Working first at Selfridges and Liberty, he then moved on to the fashion store Jay's as a sketch artist recreating Paris designs to appeal to London customers. By 1928, he'd become designer for couture house Gray Paulette & Shingleton – bringing both his own staff and his design flair. He suggested that it be rebranded as Lachasse – he later said this was because British women wouldn't accept any designs without a French-sounding name. Lachasse specialised in sportswear – a key 1920s trend – and Morton created a debut collection featuring Donegal tweed in what were then radical colour combinations such as bright greens and pale blues blended with traditional browns. This updated hitherto 'stuffy' country tweeds into smart town clothing, especially as Morton also streamlined the cut and tailoring to make the suits more fitted and fashionable. He left Lachasse after five years (he was succeeded by Hardy Amies) in order to set up his own couture house. He married the editor of Woman and Beauty Phyllis Panting (known professionally as Anne Seymour) in 1936.

==Wartime and post-war career==
Digby Morton remained active during the war as a couturier, charging at least £25 for a good quality tweed suit. But he also responded to the wartime need for well designed and affordable clothing. As a founder member of the Incorporated Society of London Fashion Designers (IncSoc), he was among those invited by the Board of Trade to design for wartime, respecting the strict guidelines of rationing and utility. His contributions included designing outfits for the WRVS. Among his other notable wartime creations was a designer version of the siren suit (a utility boilersuit designed for air raids and work) commissioned by Viyella and made in its cotton/wool mix fabric.

Morton – along with other members of IncSoc – also designed costumes for a number of British films, including the wartime production Ships with Wings and post-war movies Maytime in Mayfair and The Astonished Heart. Showcasing the work of couturiers was seen as a way to convince other manufacturers and the general public of the fashion value of utility designs.

===American and ready-to-wear ventures===
After the war, Morton re-opened his couture house, but already recognised that ready-to-wear would be the future of fashion. It was this period of his career when he gained greatest acclaim. In 1953, US manufacturer Hathaway asked Morton to describe a women's range.

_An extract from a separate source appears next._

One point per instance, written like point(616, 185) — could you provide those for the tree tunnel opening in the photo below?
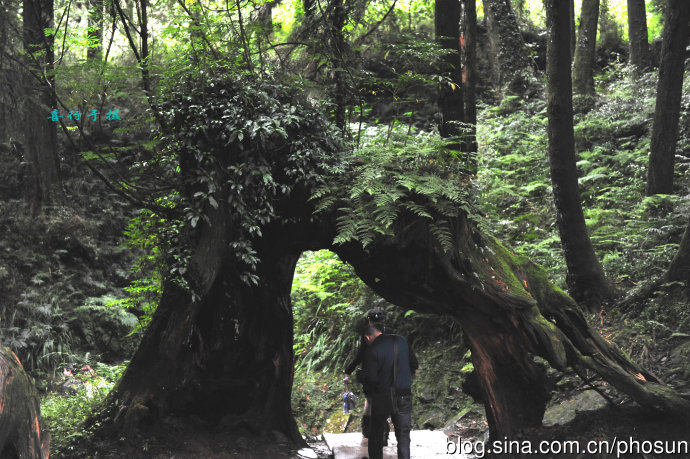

He copied men's shirts, tailored and adjusted for the female form and made in bright colours with contrasting bowties. The success of this innovation landed him the Time magazine epithet: 'Daring Digby'.

In 1957, Morton closed his London couture house and set up another UK venture Reldan-Digby Morton (later Reldan), with the fashion producer Mick Nadler, who had inherited the company Reldan, (Surname Nadler spelt backwards) from his father Nathan Nadler, who had originally started the company after the First World War from premises in Brick Lane, East London. Reldan invented the capsule collection for Mary Wilson, wife to Harold Wilson, prime minister in the 1960’s. When Mick Nadler died suddenly, Morton took over. The brand was successful on both sides of the Atlantic and created the aura of couture in ready-to-wear styles.

Never a lover of ostentation – he referred to evening wear as debutante clothes – Morton took his love of fine tailoring into menswear, setting up Digby Morton Menswear in 1963 in association with the German chemical firm Hoechst. Here he was able to produce a range of casual "easy-care" clothing, taking advantage of the firm's recently-developed Trevira wash-and-wear fibre, and used the same skill he'd displayed on women's suiting to break conventions.

Morton and his wife retired to the Cayman Islands, where he pursued his interest in painting and became an active member of the island's visual arts society.

==Archive==
Morton's work was exhibited as part of a 2007 Victoria and Albert Museum exhibition called The Golden Age of Couture. His work is also part of the V&A archive.